350 Launches Utility Accountability Campaign
350.org and the 350 Network Council(15 largest 350 Chapters in the U.S.) have launched a Utility Accountability Campaign nationally with many local chapters including 350 Chicago participating to hold utilities, especially Investor Owned Utilities (IOU’s) accountable for their actions, including,
- High Utility Rates(Peoples Gas $300 million rate hike approved in 2023, ComEds $1.1 Billion proposed rate hike)
- 27% of Ratepayers nationally are in debt to IOU’s
- 20% of Chicago residents are in debt to Peoples Gas
- Cost overruns for poorly managed utilities and infrastructure projects(Peoples Gas Pipeline replacement project).
- Peoples Gas: Proposed $4 Million for every 10 miles of pipeline; Actual cost was $10 Million for every 4 miles
- Peoples Gas is Under investigation by ICC for their business practices
- Lobbying reform and corruption.
- Informing the public about the Utility Affordability Act in the state legislature to reform IOU lobbying practices; prevents the IOU’s from charging ratepayers for their lobbying expenses.
- Utilities blocking the transition to clean energy.
- Building or proposing to build new methane gas plants
- Still trying to maintain the aging fleet of Coal plants
August 14th Action
Locally, 350 Chicago will be hosting an action/press conference on August 14th at 10:30 AM at the Peoples Gas Headquarters at 200 E. Randolph to highlight the above issues to the press. We will hear from individuals and families struggling with high utility rates and organizations holding IOU”s to account.
You can RSVP Here: Event Page
Background
350 Chicago, as a member of the 350 Network Council and 350US, is launching the Utility Accountability Campaign to advocate for lobbying reform in Illinois and support other initiatives to hold IOU’s accountable for their actions. IOU’s in Illinois corruptly charge ratepayers for their lobbying expenses. IOU’s as monopolies are guaranteed 8-10% profits by law and use those profits to lobby the state legislature, the Illinois Commerce Commission and other regulatory bodies. They charge ratepayers to
- Pay for memberships in trade associations and for political referendums to drive lobbying power and rate increases.

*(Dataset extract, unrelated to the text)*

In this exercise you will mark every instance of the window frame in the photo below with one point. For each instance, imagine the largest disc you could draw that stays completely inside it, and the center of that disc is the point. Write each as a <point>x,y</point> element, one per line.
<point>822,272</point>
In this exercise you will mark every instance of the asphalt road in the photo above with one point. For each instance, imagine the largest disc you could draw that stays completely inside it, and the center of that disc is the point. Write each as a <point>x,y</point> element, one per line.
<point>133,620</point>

- Purchase insurance to protect shareholders from litigation or fines
- Buy goodwill advertising to enhance the utilities public perception to benefit shareholders
- Pay for lawyers and expert witnesses when the utility seeks rate hikes
- Make Intervenor Compensation Fund (ICF) money nonrecoverable from ratepayers going forward in future rate cases. (Intervenors are groups or individuals who have to travel or pay people to testify in Springfield in opposition to rate hikes or other legislative or regulatory initiatives that would benefit IOU”s. This protects low-income, frontline communities from being steamrolled by deep pocketed IOU’s.)
Furthermore, the bill would require at least one public hearing when a utility requests a rate hike.
Connecticut, Colorado and Maine have passed similar legislation to regulate lobbying activities. If enacted, for an average year, ratepayers across Illinois could expect to save approximately $50-60 million dollars/year.